Хозяин сидел в юрте, по обычаю восточных народов, поджав под себя ноги, курил и ничего не делал. Рядом с ним в таких же позах сидели две женщины – маленькие уродливые создания. Одна вдобавок с провалившимся носом. Сифилис страшно развит у остяков, и, вероятно, он да безбожная эксплуатация покончат вконец с этой народностью.
На наш вопрос о позволении войти остяк-хозяин апатичным говором чухны ответил:
– Иди…
Мы вошли, и так как стоять было затруднительно, то сели на корточки. Мы сидели перед чем-то вроде ковра или скатерти, разостланной на полу. Перед нами висел на пол-аршина от пола образ; по бокам его расставлен был разный хозяйственный скарб: горшки, посуда и проч.
– Православный?
– Конечно, православный, – проговорил апатично-брюзгливо хозяин. – Русский шеловек может ли быть не православный? Православный, конечно… В бога верим… русский шеловек…

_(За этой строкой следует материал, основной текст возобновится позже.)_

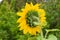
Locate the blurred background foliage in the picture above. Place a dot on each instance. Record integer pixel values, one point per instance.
(8, 18)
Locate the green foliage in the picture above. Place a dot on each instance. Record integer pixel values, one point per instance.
(8, 26)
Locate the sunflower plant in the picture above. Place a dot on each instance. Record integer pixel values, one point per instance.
(32, 20)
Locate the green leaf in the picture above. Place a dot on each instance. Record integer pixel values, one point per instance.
(52, 37)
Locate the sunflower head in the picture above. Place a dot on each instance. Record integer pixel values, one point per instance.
(32, 19)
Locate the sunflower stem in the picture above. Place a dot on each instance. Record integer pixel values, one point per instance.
(41, 34)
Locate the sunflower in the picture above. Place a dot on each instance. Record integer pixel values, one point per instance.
(32, 18)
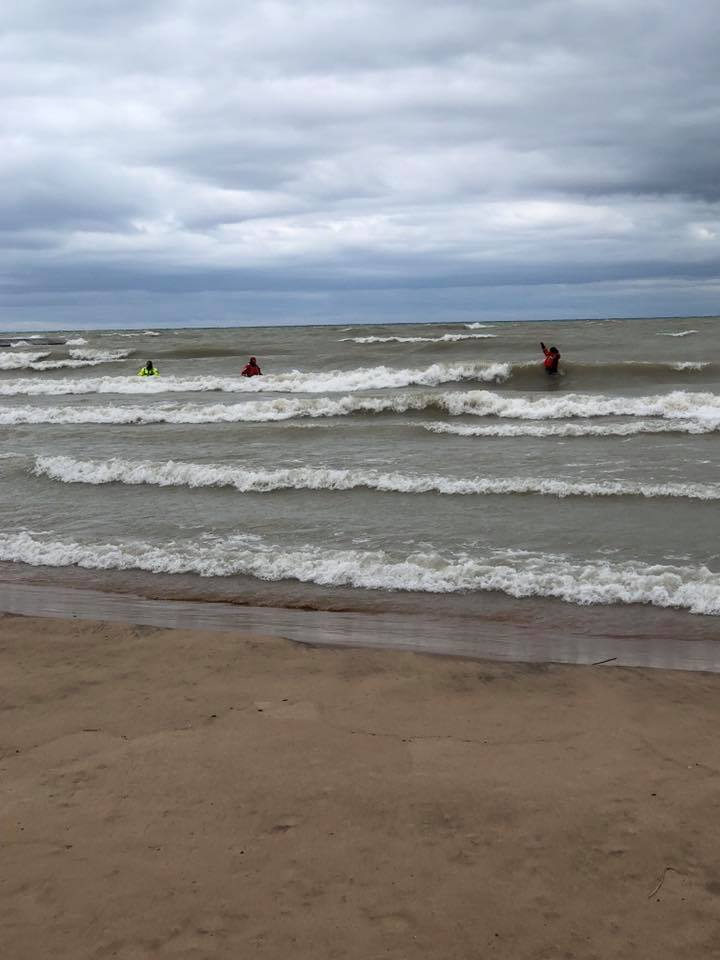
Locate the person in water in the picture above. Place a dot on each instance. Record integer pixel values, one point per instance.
(251, 369)
(149, 370)
(552, 358)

Русский «шеловек» сплюнул, сделав кислую мину, и уставился мимо нас в пространство.
– Это что ж, дача у тебя?
– Конечно, дача.
– Зимой в избе живешь?
– Конечно, в избе.
– А что делаешь?
– Всё делаем.
Старик говорил как-то раздельно, по-детски, мягким однообразным голосом.
– Рыбу ловим, зверя бьем, медведя бьем, белку бьем, орех собираем.
– Хорошо живешь?
– Хорошо живем.
– Водку пьешь?
– Водку пьем.
Вышли из юрты. На дереве развешаны вещи: полушубки, теплые шапки, засаленное, в пятнах, триковое женское пальто, женские ботинки.
– Молодая жена?
– Молодая жена.
– Молодая обновку любит?
– Известно, что любит.
У дерева вертелись привязанные две среднего роста собачонки, по виду совершенно смахивавшие на волка.